Nous sommes à la fin des années 50, non pas en Irlande, mais au Ghana, ex-Côte de l’Or, premier pays à avoir gagné son indépendance. Jack McNulty, tour à tour, officier dans l’armée britannique,  ingénieur des colonies,  et observateur à l’ONU tente d’écrire l’histoire de sa vie. Il est Irlandais de Sligo, frère d’Eneas McNulty. Dans les années 20, à 19 ans, il est tombé éperdument amoureux de Mai, une jeune femme qui est tout son contraire : elle possède un caractère bien trempé, de l’audace, est issue d’une classe sociale favorisée, passionnée, exerce le métier d’enseignante en Grande-Bretagne (mais revient souvent à Sligo où elle rencontre Jack) et a la réputation d’être la plus belle femme du coin. Jack est banal, timide, s’est engagé dans l’armée faute de savoir vraiment quoi faire d’autre mais il ne sait pas encore que cela va ruiner sa vie. Un peu comme par miracle, Mai accepte la demande en mariage de Jack,  lâche son travail pour le suivre en Côte de l’Or. Le début de la fin.

Mon quatrième rendez-vous avec Sebastian Barry dont je dévore à chaque fois la prose majestueuse, triste, mélancolique, poétique. Après Un long long chemin tellement magnifique, On Canaan’s Side (lu en VO, ça m’arrive parfois!), et Le Testament caché à qui je dois ma sélection comme jurée du Grand Prix des Lectrices de Elle en 2011, je me suis embarquée dans ce roman, qui était dans ma Pile irlandaise depuis sa sortie, mais dont le titre, finalement, parce qu’il me laissait perplexe, a fait que je ne me suis pas jetée dessus tout de suite (c’est étrange parfois la réaction qu’on peut avoir face à trois mots !).

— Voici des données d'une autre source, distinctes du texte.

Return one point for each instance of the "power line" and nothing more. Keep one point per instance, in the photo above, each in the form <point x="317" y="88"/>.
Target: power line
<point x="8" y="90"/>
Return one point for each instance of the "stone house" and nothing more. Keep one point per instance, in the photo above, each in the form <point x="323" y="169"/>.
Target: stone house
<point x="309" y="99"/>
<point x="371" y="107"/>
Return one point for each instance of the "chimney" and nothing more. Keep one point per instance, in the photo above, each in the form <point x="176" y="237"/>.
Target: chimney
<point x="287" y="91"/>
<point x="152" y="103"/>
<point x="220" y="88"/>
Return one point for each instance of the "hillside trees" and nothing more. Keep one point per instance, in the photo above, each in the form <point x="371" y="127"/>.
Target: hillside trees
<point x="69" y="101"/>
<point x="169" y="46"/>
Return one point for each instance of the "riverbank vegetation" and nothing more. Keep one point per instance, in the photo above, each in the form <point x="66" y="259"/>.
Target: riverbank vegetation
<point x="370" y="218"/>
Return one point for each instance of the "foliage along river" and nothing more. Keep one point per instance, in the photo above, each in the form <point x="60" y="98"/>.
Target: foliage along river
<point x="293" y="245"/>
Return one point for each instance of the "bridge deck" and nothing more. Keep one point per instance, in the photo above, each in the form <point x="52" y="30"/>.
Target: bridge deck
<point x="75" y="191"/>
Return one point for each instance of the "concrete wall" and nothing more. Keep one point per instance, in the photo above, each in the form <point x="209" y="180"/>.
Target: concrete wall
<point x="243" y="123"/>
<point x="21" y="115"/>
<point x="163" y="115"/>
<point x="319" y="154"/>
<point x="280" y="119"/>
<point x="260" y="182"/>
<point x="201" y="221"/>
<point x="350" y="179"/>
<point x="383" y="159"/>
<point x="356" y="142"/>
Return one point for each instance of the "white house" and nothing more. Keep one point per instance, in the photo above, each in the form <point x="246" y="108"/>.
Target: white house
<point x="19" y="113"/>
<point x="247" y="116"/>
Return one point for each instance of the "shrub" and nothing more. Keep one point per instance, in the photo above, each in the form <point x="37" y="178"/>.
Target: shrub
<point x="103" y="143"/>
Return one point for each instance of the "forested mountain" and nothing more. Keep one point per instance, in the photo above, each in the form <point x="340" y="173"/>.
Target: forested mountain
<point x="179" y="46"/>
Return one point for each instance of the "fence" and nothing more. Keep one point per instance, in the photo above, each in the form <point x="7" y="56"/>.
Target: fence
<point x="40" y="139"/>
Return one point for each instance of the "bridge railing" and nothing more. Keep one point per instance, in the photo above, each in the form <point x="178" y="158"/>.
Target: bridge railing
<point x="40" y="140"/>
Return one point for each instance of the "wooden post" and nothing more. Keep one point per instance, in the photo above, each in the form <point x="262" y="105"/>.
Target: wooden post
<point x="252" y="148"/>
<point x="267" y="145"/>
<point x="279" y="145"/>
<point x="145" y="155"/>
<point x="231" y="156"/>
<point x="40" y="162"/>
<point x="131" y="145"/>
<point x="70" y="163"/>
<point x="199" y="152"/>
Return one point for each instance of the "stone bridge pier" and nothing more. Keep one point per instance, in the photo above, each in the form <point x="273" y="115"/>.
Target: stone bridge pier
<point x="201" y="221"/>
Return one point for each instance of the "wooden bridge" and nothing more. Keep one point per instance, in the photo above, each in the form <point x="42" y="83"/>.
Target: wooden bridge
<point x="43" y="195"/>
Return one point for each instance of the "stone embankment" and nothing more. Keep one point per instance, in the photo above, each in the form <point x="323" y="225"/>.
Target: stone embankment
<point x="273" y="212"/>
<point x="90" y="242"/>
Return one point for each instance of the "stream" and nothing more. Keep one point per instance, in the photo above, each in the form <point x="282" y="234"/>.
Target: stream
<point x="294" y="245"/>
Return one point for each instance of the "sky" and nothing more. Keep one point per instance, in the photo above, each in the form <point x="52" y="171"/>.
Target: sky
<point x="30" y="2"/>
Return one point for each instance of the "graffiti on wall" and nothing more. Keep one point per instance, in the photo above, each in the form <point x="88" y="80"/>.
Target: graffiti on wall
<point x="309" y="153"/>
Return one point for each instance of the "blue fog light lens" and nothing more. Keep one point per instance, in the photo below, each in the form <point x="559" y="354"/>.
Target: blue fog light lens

Le récit promène sans cesse le lecteur : des années 20 en Irlande, aux années 50 au Ghana, suit la courbe des pensées pas toujours claires de Jack, qui essaie d’analyser son mariage et sa vie gâchée, abandonné, avec comme seul compagnon son majordome Tom et… le whisky. Il faut donc être quand même assez concentré dans sa lecture ! Mais si le début a été un peu rude pour moi, surtout qu’on échappe de justesse à une noyade en pleine mer pendant la Seconde Guerre mondiale, où le bateau de Jack est torpillé par l’ennemi, on refait rapidement surface, embarqué par la prose délicieuse de Sebastian Barry.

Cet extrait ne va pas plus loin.